The goal is to use linear relations and other mathematical operations to help plan a road trip that will cost between $18000 and $17500. A tall task for anyone but using the tools provided I began to understand the true nature behind linear relationships, and planned truly the illest road trip OF ALL TIME.
Car’s, Hotels, Food, and Luggage
The first step in planning this trip is to figure out how much Hotels, food and luggage will cost. For this I had to deliberate what I wanted to trip to feel like. I had always wanted it to be a high class trip so I decided I wanted it to get the highest quality cuisine and highest quality of hotels. This would allow me to both reach the spending requirements in my trip and allow me to enjoy it without any worries of not having the funds.
The high quality cuisine costs $200 per person. It will cost a total 400 dollars per day because I am bringing along one other person on my great road trip. For hotels it will cost $500 per day. This means I am now up $900 per day for hotels and food. When choosing this I am remaining mindful of the importance of these numbers in my linear equations. This number will be my coefficient in my linear equation.

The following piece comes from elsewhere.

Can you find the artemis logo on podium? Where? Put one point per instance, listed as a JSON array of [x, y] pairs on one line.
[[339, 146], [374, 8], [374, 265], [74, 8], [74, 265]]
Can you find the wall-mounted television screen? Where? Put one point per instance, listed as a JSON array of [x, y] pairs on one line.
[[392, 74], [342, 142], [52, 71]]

y = d(900) y = cost (dependant variable) d = days (independent variable)
The next key idea is to figure out is how much luggage will cost during the trip. I decided to use duffel bags as my luggage. This would free up some more cash for any amenities I wanted to experience on the trip. Duffel bags will cost 75 per person, so because I have 2 people on this trip it will cost 150 dollars. This tells me the fixed value in the linear equation
y = d(900) + 150
I have now completed the linear equation for half of the project. To help makes things a bit simpler for me I decided put this linear equation into a excel spreadsheet. This would prove very helpful later on the project
When choosing a car its key to understand what you want this trip to be like. When I want a trip to be high style you can’t drive around in a camry. You gotta go for it all and I choose the lambo for those very reasons. The one major drawback of choosing this car is both its high price and its terrible mileage. For the linear equation that corresponds to the car the fixed number will be the cost of gas, the numerical coefficient the cost per day to rent the car, the independent variable will days once again and the dependant variable will be cost.

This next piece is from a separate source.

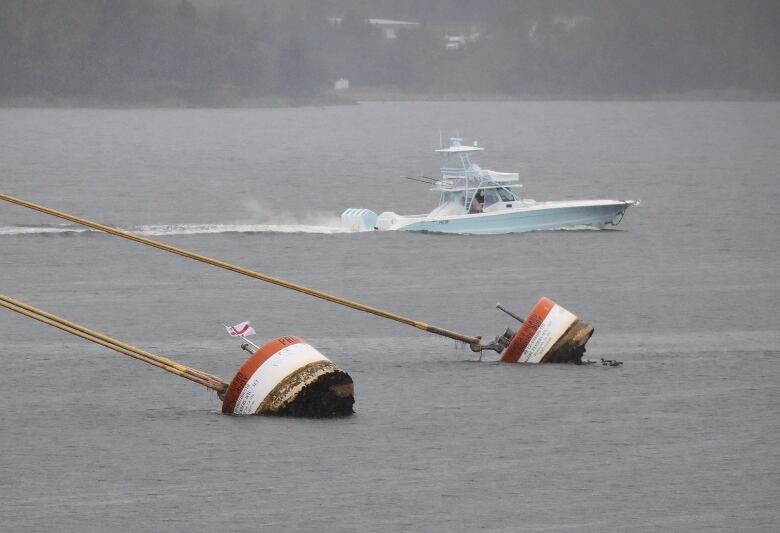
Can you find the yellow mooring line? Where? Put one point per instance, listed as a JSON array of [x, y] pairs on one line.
[[251, 273], [198, 376]]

The cost to rent the lambo is 160 per day. So this fills out half of the the linear equation for cars
y = d(160)
Before we can enter the cost of gas we must first choose our destinations and derive the distance. Using google maps I began to plan out my route, making sure that time driven between each of my major destination is not over 10 hours. 
This route would visit many booming metro’s and many cultural hubs. The 3 biggest destinations would be Atlanta, San Francisco, and Las Vegas. In total this would take 115 hours to drive and would traverse 7497 miles.
After factoring in the city driving and highway driving i figured out that I would need 571.3 gallons of gas. Multiply that by the corporate rate for gasoline and you get the total price for gas on the trip, $1599.64. I could now finish of the linear equation for the car side of the project
y = d(160) + 1599.64
I added this to my spreadsheet, and I am now ready to move onto the totaling up these two equations into one large linear relationship.
This large linear equation would allow me to begin graphing to total cost of the trip.
y = (d(900) + 150) + (d(160) + 1599.64) y = (d(900 + 160) + 1599.64 + 150
Creating this equation allowed me the ability to graph my data, and it was easy to figure out that a fifteen day trip would be ideal for the cost i needed it to be.
This left only one thing to do is to graph the sponsorship money I will get and choose the one that best fits my needs. I first had figure out the linear equations when I was just given both variables. 
After that it is simply a piece of cake to to graph it to figure out which one is the best for me.
With I choose the snapple option, so it kept me above the minimum spending limit for my trip. THis would be sure to be an amazing trip and I hope I could someday take part in something like this.